I spend a great deal of time searching for solutions to weird programming problems under certain platforms. PHP has a good developer community and it’s easy to find answers in the comment boards below the online manual entry for each function, and usually the developers who post there are pretty knowledgeable.
Access is a different story though, because there’s no “official” site like there is for PHP where discussions can take place, and also because Access developers tend to span the entire spectrum of complete beginners who have just started dragging things around and barely write any code, to people who write VBA code using whole libraries of Windows API functions. The beginners are generally the ones asking questions, so most of the information space online is taken up by repeated references to the same sorts of questions.
And anyway, the “no official discussion space” problem is the most severe. I find that the discussions on Experts Exchange are usually pretty informative, whereas other sites tend to go downhill from there. When you’re looking for information, or an article addressing a specific problem, why wade through the entire Internet? Unfortunately there’s no choice, and 95% of the pages returned by Google are irrelevant.

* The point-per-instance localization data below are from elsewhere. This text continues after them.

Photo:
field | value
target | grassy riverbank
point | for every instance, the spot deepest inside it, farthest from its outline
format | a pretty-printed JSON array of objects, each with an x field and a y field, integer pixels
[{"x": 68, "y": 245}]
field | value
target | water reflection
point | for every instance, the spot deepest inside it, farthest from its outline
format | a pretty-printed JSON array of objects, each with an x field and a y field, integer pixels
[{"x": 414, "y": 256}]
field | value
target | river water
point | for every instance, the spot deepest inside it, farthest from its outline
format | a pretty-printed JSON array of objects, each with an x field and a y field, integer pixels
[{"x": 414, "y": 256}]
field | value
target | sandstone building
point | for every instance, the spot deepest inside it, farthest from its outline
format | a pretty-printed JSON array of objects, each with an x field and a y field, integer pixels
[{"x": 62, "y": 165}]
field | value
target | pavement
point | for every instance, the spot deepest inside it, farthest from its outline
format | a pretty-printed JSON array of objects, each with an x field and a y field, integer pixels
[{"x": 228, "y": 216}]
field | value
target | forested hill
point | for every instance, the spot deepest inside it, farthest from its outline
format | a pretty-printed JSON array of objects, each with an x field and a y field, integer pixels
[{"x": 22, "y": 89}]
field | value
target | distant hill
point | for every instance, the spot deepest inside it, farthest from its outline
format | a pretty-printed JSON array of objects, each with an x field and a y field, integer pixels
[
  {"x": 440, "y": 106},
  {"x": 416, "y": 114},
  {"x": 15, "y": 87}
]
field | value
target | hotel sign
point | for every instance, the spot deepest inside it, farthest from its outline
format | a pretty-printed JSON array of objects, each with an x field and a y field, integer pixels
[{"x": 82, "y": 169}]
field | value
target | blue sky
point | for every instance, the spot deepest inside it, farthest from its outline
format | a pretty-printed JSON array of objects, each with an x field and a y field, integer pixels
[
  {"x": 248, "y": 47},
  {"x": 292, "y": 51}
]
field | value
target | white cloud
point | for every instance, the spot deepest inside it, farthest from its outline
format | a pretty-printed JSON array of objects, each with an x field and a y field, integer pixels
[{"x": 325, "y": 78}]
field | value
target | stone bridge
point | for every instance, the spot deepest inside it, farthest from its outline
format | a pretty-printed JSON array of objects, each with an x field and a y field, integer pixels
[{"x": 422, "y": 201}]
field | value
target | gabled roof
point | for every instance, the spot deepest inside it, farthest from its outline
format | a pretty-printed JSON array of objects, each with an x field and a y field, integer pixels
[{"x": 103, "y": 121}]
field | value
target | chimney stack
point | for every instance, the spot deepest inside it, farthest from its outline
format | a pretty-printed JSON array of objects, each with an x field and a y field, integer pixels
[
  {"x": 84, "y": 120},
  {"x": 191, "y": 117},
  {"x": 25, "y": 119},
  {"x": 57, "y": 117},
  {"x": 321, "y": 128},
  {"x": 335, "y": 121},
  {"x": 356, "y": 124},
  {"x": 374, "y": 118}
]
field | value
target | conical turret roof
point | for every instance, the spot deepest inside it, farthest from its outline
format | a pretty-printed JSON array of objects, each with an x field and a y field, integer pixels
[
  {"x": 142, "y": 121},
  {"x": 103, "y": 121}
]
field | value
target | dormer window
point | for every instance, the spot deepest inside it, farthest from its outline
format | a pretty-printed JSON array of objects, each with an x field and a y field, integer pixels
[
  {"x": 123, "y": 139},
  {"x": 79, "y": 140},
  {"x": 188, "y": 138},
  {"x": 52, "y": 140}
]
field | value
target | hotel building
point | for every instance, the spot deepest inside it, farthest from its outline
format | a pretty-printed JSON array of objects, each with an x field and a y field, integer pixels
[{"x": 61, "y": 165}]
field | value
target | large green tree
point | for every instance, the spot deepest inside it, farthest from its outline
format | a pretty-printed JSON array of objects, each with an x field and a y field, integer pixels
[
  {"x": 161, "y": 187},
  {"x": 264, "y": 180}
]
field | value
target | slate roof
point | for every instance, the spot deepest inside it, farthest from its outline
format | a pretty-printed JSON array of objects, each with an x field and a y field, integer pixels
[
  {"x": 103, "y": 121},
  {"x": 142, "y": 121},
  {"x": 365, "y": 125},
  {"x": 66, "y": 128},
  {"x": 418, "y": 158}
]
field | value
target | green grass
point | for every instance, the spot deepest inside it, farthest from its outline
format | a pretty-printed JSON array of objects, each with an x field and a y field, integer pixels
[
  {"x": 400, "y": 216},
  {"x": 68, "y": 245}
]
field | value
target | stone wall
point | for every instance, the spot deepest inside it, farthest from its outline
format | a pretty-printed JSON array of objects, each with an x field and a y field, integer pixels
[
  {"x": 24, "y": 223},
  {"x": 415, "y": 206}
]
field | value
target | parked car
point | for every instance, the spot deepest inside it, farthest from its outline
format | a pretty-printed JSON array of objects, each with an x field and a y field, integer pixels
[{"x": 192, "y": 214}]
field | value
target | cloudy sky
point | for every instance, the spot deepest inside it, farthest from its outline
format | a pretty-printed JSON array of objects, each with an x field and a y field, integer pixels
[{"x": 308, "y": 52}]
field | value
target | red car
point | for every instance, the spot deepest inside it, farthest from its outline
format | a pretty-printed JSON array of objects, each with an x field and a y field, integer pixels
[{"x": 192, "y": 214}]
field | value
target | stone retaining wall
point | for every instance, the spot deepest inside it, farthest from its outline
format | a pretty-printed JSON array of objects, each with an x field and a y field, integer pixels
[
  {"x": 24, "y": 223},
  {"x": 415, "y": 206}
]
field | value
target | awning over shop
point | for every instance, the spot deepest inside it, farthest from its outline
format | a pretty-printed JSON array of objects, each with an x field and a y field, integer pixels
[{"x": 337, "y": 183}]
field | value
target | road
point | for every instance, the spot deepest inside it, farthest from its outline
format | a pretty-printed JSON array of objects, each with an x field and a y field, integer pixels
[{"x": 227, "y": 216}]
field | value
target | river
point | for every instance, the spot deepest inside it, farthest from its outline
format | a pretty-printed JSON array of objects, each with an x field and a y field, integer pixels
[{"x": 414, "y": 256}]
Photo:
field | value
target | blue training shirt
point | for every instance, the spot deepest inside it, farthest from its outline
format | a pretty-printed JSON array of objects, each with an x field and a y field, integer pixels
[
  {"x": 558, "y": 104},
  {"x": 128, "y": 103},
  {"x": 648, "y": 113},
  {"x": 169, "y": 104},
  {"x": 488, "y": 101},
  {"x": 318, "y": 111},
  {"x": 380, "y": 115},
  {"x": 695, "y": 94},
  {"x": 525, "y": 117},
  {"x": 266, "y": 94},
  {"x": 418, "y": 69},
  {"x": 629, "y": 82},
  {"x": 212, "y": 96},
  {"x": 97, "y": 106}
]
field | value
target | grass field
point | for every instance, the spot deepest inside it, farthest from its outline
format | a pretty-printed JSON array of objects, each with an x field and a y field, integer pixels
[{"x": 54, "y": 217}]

For example, I was searching for why a simple JOIN expression won’t work using DAO databases and the “OpenRecordset” function. Let’s say I want:
dim db as Database
set db = CodeDb
dim rs as Recordset
set rs = db.OpenRecordset(“SELECT * FROM a INNER JOIN b ON a.key=b.key”)
For some reason, that doesn’t work. It’ll work fine in the Query Builder and when you save it as a query, but not in code. So the workaround is to just do:
set rs = db.OpenRecordset(“SELECT * FROM a,b WHERE a.key=b.key”)
But that’s a limitation because you can only simulate inner joins. I’m sure the answer is out there, but I haven’t gotten around to wading through the tons of detrius out there also to find it. I think knowledge-bases can be improved significantly, perhaps by using the Wikipedia model and allowing users to modify a single article stating an issue and addressing it clearly, rather than using the discussion-board approach which generates a lot of noise.